(本名)
(本名) 海-毒-強欲
       

プラスチック・ソウル

結晶化硬化症と呼ばれる病が流行って半世紀が過ぎた時、残った人類の数は元の半数にも満たなかった。
残された人々はガスマスクをつけて生活をしていた。結晶化硬化症は空気感染するからだ。
ユーキが恋人のネリを見舞った時、ネリは半身が紫色をした結晶になっていた。
以前はまだ、腹部から水晶状の結晶が見えていただけだったのに……。
ユーキが気の毒に思いながらガスマスクを外すと、ネリは生身の部分が残った顔の半分をくしゃりと歪ませながら、拙い発音で海がみたいな、と言った。

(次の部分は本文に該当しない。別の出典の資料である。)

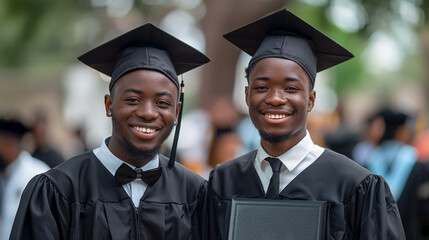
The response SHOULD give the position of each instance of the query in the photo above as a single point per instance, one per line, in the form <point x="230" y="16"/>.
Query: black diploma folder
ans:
<point x="277" y="219"/>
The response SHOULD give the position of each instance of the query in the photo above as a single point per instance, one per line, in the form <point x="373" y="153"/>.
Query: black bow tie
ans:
<point x="125" y="174"/>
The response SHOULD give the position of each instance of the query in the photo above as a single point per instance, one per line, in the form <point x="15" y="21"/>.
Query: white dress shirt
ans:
<point x="134" y="189"/>
<point x="296" y="160"/>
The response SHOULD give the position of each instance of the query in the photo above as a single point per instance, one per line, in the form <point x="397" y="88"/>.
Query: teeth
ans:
<point x="275" y="116"/>
<point x="144" y="130"/>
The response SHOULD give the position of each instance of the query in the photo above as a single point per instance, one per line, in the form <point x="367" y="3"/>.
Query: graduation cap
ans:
<point x="284" y="35"/>
<point x="13" y="127"/>
<point x="146" y="47"/>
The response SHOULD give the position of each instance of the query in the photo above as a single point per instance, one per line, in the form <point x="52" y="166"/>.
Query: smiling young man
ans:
<point x="286" y="55"/>
<point x="125" y="189"/>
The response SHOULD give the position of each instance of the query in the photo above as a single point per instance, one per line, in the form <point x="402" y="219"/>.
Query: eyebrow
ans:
<point x="293" y="79"/>
<point x="137" y="91"/>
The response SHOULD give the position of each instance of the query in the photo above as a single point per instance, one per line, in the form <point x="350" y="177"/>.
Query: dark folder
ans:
<point x="277" y="219"/>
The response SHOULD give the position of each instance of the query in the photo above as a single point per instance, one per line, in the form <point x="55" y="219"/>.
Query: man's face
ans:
<point x="279" y="99"/>
<point x="144" y="109"/>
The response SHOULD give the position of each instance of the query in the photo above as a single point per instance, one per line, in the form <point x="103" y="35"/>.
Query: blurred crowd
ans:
<point x="389" y="142"/>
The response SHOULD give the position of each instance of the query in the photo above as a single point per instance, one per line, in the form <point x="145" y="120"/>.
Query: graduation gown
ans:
<point x="360" y="205"/>
<point x="413" y="203"/>
<point x="79" y="199"/>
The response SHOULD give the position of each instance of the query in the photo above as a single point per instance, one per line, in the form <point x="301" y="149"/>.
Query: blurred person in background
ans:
<point x="343" y="139"/>
<point x="125" y="189"/>
<point x="17" y="167"/>
<point x="371" y="135"/>
<point x="211" y="137"/>
<point x="42" y="148"/>
<point x="286" y="54"/>
<point x="396" y="161"/>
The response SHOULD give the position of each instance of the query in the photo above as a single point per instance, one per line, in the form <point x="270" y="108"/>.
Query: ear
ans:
<point x="178" y="107"/>
<point x="311" y="100"/>
<point x="108" y="105"/>
<point x="246" y="93"/>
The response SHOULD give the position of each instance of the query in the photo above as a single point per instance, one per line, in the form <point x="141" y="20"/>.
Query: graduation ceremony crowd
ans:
<point x="373" y="182"/>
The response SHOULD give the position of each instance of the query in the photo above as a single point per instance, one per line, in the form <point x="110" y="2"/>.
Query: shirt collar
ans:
<point x="112" y="163"/>
<point x="293" y="156"/>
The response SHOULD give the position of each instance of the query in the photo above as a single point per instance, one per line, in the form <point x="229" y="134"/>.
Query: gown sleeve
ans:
<point x="373" y="211"/>
<point x="42" y="214"/>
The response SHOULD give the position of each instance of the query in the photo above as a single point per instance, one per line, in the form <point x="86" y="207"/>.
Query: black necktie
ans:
<point x="125" y="174"/>
<point x="273" y="188"/>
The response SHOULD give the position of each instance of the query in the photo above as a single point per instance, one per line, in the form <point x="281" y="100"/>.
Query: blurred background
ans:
<point x="42" y="81"/>
<point x="40" y="75"/>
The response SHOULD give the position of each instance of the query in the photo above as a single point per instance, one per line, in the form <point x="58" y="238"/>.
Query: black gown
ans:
<point x="79" y="199"/>
<point x="360" y="205"/>
<point x="413" y="203"/>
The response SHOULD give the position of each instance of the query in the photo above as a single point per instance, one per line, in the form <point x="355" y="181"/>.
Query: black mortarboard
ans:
<point x="284" y="35"/>
<point x="146" y="47"/>
<point x="13" y="127"/>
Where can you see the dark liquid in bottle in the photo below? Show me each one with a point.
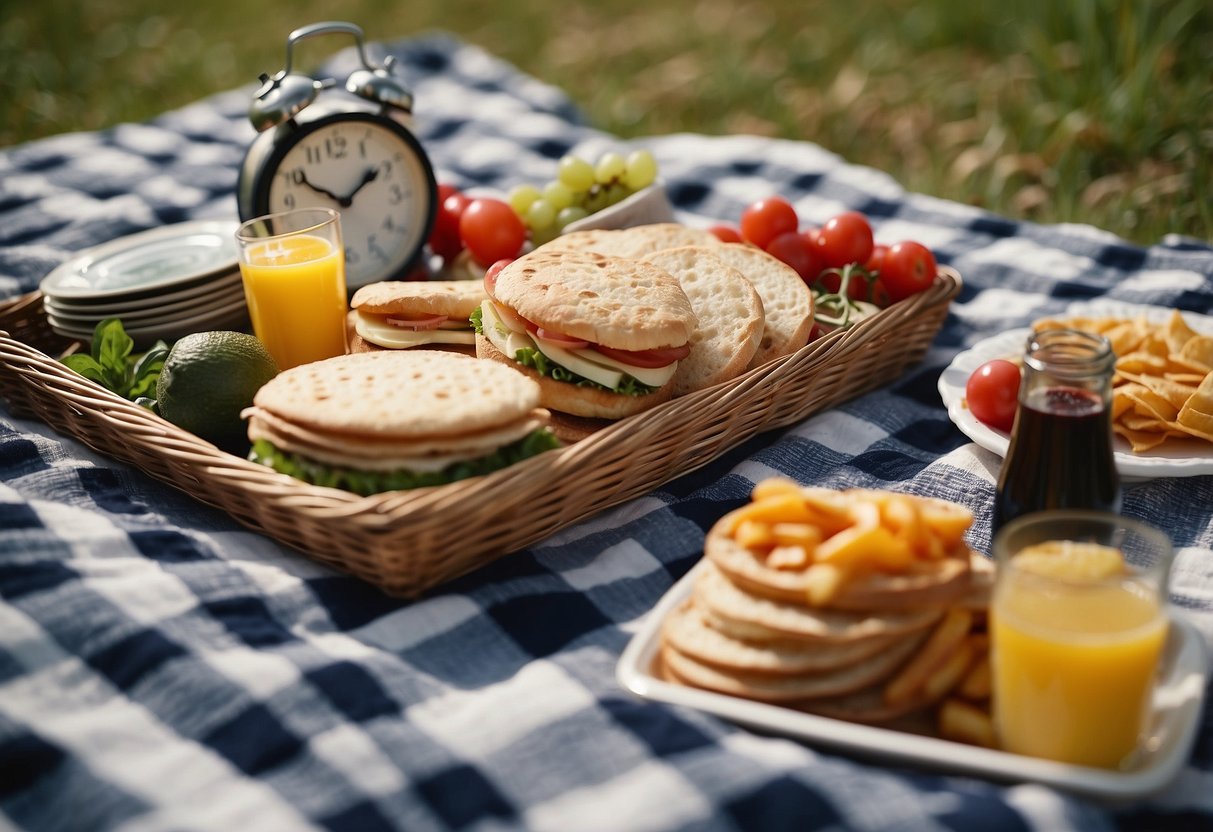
(1060, 456)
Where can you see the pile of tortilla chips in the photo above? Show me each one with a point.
(1163, 383)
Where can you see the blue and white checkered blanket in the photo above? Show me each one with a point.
(161, 667)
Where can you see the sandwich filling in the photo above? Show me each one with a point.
(574, 360)
(371, 465)
(400, 332)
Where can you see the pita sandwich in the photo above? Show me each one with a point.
(602, 336)
(404, 314)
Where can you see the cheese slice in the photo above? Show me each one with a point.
(588, 363)
(377, 331)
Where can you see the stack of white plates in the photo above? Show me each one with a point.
(163, 283)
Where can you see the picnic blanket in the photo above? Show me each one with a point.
(163, 667)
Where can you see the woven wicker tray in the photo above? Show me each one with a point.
(409, 541)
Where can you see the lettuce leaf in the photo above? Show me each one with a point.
(545, 366)
(372, 482)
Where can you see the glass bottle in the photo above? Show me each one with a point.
(1060, 452)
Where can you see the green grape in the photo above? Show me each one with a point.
(575, 172)
(570, 214)
(558, 195)
(610, 166)
(596, 200)
(641, 170)
(540, 215)
(520, 198)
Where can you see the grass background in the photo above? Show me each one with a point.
(1081, 110)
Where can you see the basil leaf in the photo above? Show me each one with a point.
(113, 364)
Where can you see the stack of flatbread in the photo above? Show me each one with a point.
(860, 605)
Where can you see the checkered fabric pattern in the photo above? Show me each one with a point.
(161, 667)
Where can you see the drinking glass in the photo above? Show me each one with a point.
(294, 271)
(1075, 648)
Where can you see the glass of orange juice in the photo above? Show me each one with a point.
(1077, 625)
(294, 269)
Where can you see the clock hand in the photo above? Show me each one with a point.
(318, 189)
(370, 176)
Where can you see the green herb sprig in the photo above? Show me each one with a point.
(113, 363)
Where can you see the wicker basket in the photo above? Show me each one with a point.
(409, 541)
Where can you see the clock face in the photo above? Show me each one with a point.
(375, 175)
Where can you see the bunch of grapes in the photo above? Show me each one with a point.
(581, 188)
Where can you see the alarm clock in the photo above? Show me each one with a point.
(351, 150)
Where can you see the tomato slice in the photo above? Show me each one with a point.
(647, 358)
(428, 323)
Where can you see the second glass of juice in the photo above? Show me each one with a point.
(1077, 624)
(294, 271)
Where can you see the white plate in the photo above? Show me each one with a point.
(152, 260)
(1180, 459)
(1177, 711)
(227, 284)
(232, 317)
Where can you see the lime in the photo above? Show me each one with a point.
(208, 379)
(1071, 560)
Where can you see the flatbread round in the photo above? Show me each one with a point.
(688, 631)
(635, 241)
(930, 583)
(786, 298)
(742, 614)
(729, 313)
(795, 688)
(420, 298)
(610, 301)
(404, 394)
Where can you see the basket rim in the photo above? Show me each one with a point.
(220, 462)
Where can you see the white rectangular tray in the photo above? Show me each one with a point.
(1177, 708)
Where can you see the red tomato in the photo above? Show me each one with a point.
(647, 358)
(844, 239)
(727, 233)
(796, 250)
(491, 231)
(992, 393)
(767, 218)
(909, 268)
(444, 239)
(490, 274)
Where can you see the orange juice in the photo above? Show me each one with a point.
(296, 292)
(1074, 665)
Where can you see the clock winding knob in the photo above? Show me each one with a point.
(280, 98)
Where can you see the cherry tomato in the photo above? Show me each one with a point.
(992, 393)
(444, 239)
(909, 267)
(491, 231)
(767, 218)
(795, 250)
(844, 239)
(727, 233)
(647, 358)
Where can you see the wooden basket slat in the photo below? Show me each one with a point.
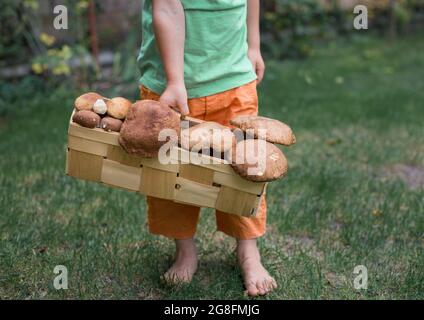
(84, 165)
(197, 174)
(155, 164)
(237, 202)
(88, 146)
(116, 153)
(98, 135)
(236, 182)
(121, 176)
(158, 183)
(193, 193)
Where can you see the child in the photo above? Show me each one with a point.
(197, 55)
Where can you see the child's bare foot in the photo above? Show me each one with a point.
(185, 264)
(256, 279)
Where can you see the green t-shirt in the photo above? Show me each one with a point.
(215, 48)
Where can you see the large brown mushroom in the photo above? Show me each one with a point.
(265, 128)
(259, 161)
(145, 121)
(207, 135)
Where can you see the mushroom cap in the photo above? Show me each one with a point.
(111, 124)
(259, 161)
(140, 132)
(271, 130)
(118, 107)
(207, 135)
(87, 118)
(87, 101)
(100, 107)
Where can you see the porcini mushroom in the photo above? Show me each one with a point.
(265, 128)
(258, 160)
(141, 129)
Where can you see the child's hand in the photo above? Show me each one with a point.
(175, 95)
(258, 63)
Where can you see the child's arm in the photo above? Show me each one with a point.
(254, 38)
(169, 25)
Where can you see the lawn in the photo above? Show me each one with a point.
(354, 193)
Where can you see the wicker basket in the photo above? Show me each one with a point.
(95, 155)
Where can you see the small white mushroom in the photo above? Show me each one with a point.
(100, 107)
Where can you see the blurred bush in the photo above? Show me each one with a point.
(291, 28)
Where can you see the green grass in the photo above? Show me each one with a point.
(357, 109)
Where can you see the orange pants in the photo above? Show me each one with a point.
(179, 221)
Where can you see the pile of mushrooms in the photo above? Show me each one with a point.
(250, 147)
(96, 111)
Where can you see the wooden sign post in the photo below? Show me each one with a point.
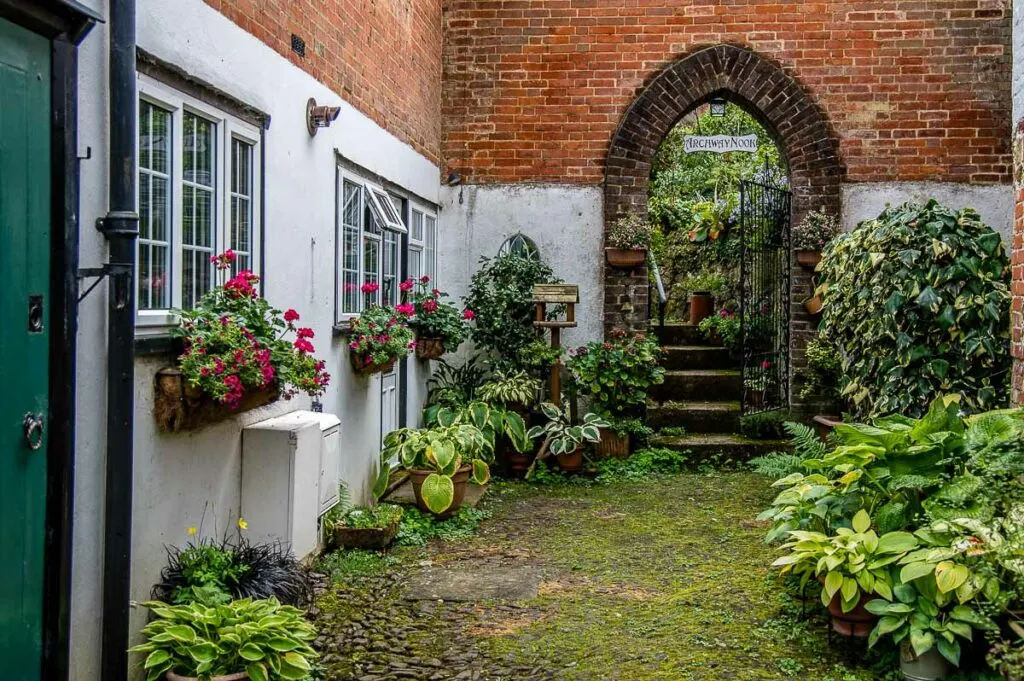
(555, 294)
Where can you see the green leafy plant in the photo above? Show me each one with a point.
(853, 561)
(510, 389)
(261, 637)
(431, 315)
(379, 335)
(501, 293)
(616, 374)
(237, 342)
(814, 231)
(630, 232)
(918, 301)
(561, 436)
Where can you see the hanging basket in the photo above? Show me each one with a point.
(429, 348)
(178, 406)
(363, 369)
(619, 257)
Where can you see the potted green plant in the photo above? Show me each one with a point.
(378, 338)
(241, 639)
(851, 565)
(439, 326)
(372, 527)
(615, 376)
(628, 241)
(564, 440)
(811, 236)
(240, 352)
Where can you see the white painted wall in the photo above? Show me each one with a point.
(993, 202)
(194, 478)
(564, 221)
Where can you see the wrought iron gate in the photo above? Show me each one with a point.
(764, 299)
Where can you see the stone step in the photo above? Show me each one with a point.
(678, 334)
(735, 448)
(699, 385)
(695, 417)
(697, 356)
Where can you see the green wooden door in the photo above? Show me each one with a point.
(25, 296)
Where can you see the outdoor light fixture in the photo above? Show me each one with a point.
(318, 116)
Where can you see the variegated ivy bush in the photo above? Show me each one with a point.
(263, 638)
(918, 302)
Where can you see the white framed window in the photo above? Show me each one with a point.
(199, 195)
(423, 243)
(370, 228)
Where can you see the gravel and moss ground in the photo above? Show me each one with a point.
(662, 579)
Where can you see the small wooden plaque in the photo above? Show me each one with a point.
(556, 293)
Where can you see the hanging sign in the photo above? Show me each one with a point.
(720, 143)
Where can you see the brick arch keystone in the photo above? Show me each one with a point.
(764, 89)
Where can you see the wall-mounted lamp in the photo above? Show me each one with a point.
(718, 107)
(318, 116)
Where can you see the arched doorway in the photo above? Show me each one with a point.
(764, 89)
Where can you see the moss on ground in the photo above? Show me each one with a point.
(660, 580)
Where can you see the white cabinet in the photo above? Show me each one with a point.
(287, 476)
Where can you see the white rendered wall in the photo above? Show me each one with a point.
(993, 202)
(564, 221)
(190, 479)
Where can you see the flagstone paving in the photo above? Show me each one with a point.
(666, 579)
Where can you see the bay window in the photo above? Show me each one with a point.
(199, 195)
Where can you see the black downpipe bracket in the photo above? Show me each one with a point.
(120, 226)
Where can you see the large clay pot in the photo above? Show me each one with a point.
(571, 462)
(928, 667)
(461, 479)
(809, 259)
(612, 444)
(429, 348)
(701, 306)
(619, 257)
(241, 676)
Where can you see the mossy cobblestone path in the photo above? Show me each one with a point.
(665, 579)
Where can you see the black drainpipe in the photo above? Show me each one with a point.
(120, 226)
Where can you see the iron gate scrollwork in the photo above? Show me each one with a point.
(764, 299)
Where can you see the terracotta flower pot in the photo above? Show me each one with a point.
(619, 257)
(571, 462)
(808, 258)
(701, 306)
(461, 479)
(612, 444)
(363, 369)
(241, 676)
(429, 348)
(813, 305)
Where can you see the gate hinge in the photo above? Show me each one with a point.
(111, 268)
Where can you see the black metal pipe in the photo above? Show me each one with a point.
(121, 228)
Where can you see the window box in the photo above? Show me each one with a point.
(180, 407)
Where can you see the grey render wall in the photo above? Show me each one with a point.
(193, 479)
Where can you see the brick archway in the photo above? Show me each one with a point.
(765, 90)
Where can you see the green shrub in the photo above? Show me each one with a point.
(918, 301)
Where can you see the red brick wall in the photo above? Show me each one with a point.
(914, 89)
(382, 56)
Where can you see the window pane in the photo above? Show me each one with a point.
(199, 199)
(154, 207)
(242, 206)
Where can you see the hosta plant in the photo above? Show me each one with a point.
(442, 451)
(853, 561)
(237, 342)
(561, 435)
(263, 638)
(617, 374)
(918, 302)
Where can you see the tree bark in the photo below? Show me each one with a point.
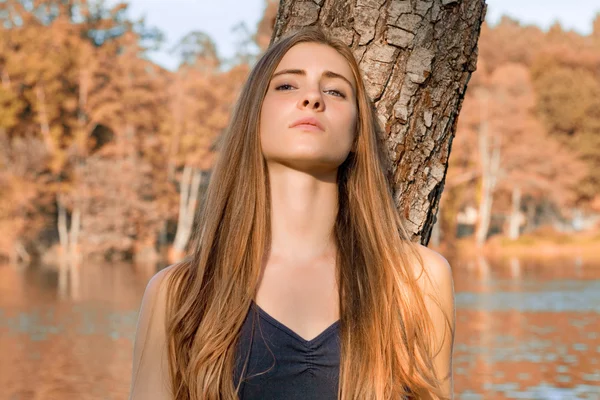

ユーキはネリにキスをすると、またガスマスクとコートを身に纏い、ネリの身体を抱えて車に乗せる。
埃っぽい町を車は走る。
ユーキはネリに聞く。
「何かやりたい事はない?」
最期に、という言葉は言えなかった。
「私はユーキと海が見たい。それだけでいいよ」
健気なネリにユーキは泣きそうな思いでファーストフードへ向かう。
ドライブスルーでハンバーガーを買って車中で2人で食べた。
ぽろぽろとパンくずをこぼしてハンバーガーを食べるネリをユーキは愛おしく思った。
廃墟になった水族館へ向かって、空っぽの水槽が立ち並ぶ中、ユーキはネリを車椅子に乗せて歩いた。
「昔は……お魚が……いっぱい……いたんだね」
「そうだよ。こんな水槽いっぱいに、お魚が泳いでいた時代があったんだって」
楽しいデートのはずだった。
しかし、ネリはすでに毒に侵され過ぎていた。口もほとんど動かなくなってきていた。 「楽しもうなんて、欲張りすぎたかな……」
ただ海を見にいくだけでよかった。デートをしようなんて強欲すぎた。
「そんなことはないよ」
ユーキはそう言いながら、身体のいうことがどんどんと効かなくなっていることを感じた。
実はユーキもとっくに毒に侵されていたのだ。
何とか無理やり体を動かして最期の力を振り絞って、海を見に行った。
ネリの顔は完全に結晶化していた。心臓の音だけが彼女の生の証になっていた。
海風に当てられながら、結晶が散らばる砂浜をユーキはネリを抱えて歩いた。
長い長い道のりに感じた。
やがてユーキはネリと海を見ながら、結晶化していくお互いを見ていた。
とても満たされた時を過ごした2人はやがて紫の一塊の水晶になって、砂浜のほとりにたたずんでいた。